The AI Ladder : IBM’s Prescriptive Approach

Hemanth Manda
Cloud Pak for Data
Published in
5 min readAug 17, 2020

Digital transformation is impacting every industry and business, with Data & AI is playing a prominent role. The AI ladder is IBM’s prescriptive approach and entails 4 simple steps or rungs of the ladder. In this blog, we will discuss the market dynamics, IBM’s perspective and a detailed overview of the AI ladder - what it entails and how IBM offerings map to the different rungs of the ladder.

Market Dynamics & IBM’s Data & AI portfolio

Data is the fuel; Cloud is the vehicle and AI is the destination. The intersection of these 3 pillars of IT is the driving force behind digital transformation disrupting every company and every industry. To be successful, enterprises must modernize their portfolio and re-tool their Data, AI and application workloads. While the benefits of cloud are becoming obvious by the day, there are still a number of enterprises reluctant to embrace public cloud right away. This doesn’t mean that they don’t see the value of cloud and the benefits derived from embracing a cloud architecture. These enterprises are in some cases constrained by regulatory concerns which make it a challenge to operate on public clouds and are hence embracing private cloud. In summary, Hybrid cloud is the ultimate destination and taking the necessary steps to modernize is not an option, but a survival necessity.

Driving Forces behind digital transformation

Introduction to The AI Ladder

We all know data is the foundation for businesses to drive smarter decisions. Data is what fuels digital transformation. But it is Artificial intelligence (AI) that unlocks the value of that data, which is why AI is poised to transform businesses with the potential to add almost 16 trillion dollars to the global economy by 2030. However, adoption of AI has been slower than anticipated. Business leaders not only need to understand the power of AI, but how they can fully unleash its potential and operate in a hybrid, multi-cloud world.

Our objective to demystify AI, present common AI challenges and failures, and finally, provide a unified, prescriptive approach (which we call “the AI Ladder”) to help organizations unlock the value of their data and accelerate their journey to AI. According to a study by MIT Sloan Management Review , 81 percent of business leaders do not understand the data and infrastructure required for AI and “No amount of AI algorithmic sophistication will overcome a lack of data [architecture] — bad data is simply paralyzing”.

Put simply: There is no AI without IA (information architecture).

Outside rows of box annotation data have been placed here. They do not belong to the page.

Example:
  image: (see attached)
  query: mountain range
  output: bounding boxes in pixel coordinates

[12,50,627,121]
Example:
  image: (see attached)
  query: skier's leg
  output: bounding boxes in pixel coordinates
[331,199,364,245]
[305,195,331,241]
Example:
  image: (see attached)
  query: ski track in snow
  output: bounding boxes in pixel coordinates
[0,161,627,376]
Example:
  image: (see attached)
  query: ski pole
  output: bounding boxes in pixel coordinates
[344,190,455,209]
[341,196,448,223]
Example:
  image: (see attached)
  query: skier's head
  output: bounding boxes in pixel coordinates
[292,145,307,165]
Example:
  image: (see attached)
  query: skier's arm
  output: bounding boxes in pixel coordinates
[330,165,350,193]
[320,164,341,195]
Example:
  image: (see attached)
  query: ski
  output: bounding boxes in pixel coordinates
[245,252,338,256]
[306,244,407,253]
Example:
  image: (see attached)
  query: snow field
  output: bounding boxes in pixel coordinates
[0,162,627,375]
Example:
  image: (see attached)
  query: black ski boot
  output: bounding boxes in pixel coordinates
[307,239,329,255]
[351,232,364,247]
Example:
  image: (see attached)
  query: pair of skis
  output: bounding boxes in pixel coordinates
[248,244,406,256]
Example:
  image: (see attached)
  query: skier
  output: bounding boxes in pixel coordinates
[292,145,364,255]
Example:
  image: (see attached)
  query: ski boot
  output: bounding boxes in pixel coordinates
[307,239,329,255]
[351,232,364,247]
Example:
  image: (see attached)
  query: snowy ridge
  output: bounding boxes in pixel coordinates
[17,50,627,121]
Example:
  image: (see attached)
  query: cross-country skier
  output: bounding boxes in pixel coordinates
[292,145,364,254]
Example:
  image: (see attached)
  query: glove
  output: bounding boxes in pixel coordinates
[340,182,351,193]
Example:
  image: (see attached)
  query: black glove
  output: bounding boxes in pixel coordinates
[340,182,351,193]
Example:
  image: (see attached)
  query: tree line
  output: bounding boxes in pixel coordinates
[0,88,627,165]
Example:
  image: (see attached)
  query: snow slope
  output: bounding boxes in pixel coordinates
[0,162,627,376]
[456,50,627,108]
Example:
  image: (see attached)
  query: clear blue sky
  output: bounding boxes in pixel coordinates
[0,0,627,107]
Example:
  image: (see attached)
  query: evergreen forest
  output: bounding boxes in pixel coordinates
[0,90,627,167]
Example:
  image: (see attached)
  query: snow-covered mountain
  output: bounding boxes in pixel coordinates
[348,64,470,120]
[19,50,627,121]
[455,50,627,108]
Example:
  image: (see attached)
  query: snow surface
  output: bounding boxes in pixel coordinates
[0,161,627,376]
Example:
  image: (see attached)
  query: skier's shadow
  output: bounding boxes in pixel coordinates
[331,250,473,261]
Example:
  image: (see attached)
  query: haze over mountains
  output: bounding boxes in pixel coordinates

IBM recognizes this challenge our clients are facing. As a result, we’ve built a prescriptive approach (known as The AI ladder), to help clients overcome these challenges and accelerate their journey to AI, no matter where they are on their journey. It allows them to simplify and automate how organizations turn data into insights by unifying the collection, organization and analysis of data, regardless of where it lives. By climbing the ladder to AI, enterprises can build a governed, efficient, agile, and future-proof approach to AI. Furthermore, it is an organizing construct to the Data and AI products and services offered by IBM and our business partners, and it is the technology foundation to unify how those products and services work together.

What we have learned from AI pioneers is that every step of the ladder is critical. AI is not magic and requires a thoughtful and well-architected approach. For example, the vast majority of AI failures are due to data preparation and organization, not the AI models themselves. Success with AI models is dependent on achieving success first with how you collect and organize data.

The AI ladder has four steps (often referred to as “rungs” of the ladder). They are:

The AI Ladder : IBM’s prescriptive approach to the journey to AI
  1. Collect: Make data simple and accessible
  2. Organize: Create a business-ready analytics foundation.
  3. Analyze: Build and scale AI with trust and explainability.
  4. Infuse: Operationalize AI throughout the business.

Spanning the four steps of the AI ladder is the concept of Modernize, which is how clients can simplify and automate how they turn data into insights by unifying the collection, organization and analysis of data, regardless of where it lives, within a multi-cloud data platform, Cloud Pak for Data.

IBM’s approach starts with a simple idea. Run anywhere. The platform can be co-located where your infrastructure investments have been made or will be made: Google, Azure, AWS and IBM Cloud. You can also deploy this on-premise which is extremely relevant for customers focused on a hybrid cloud strategy.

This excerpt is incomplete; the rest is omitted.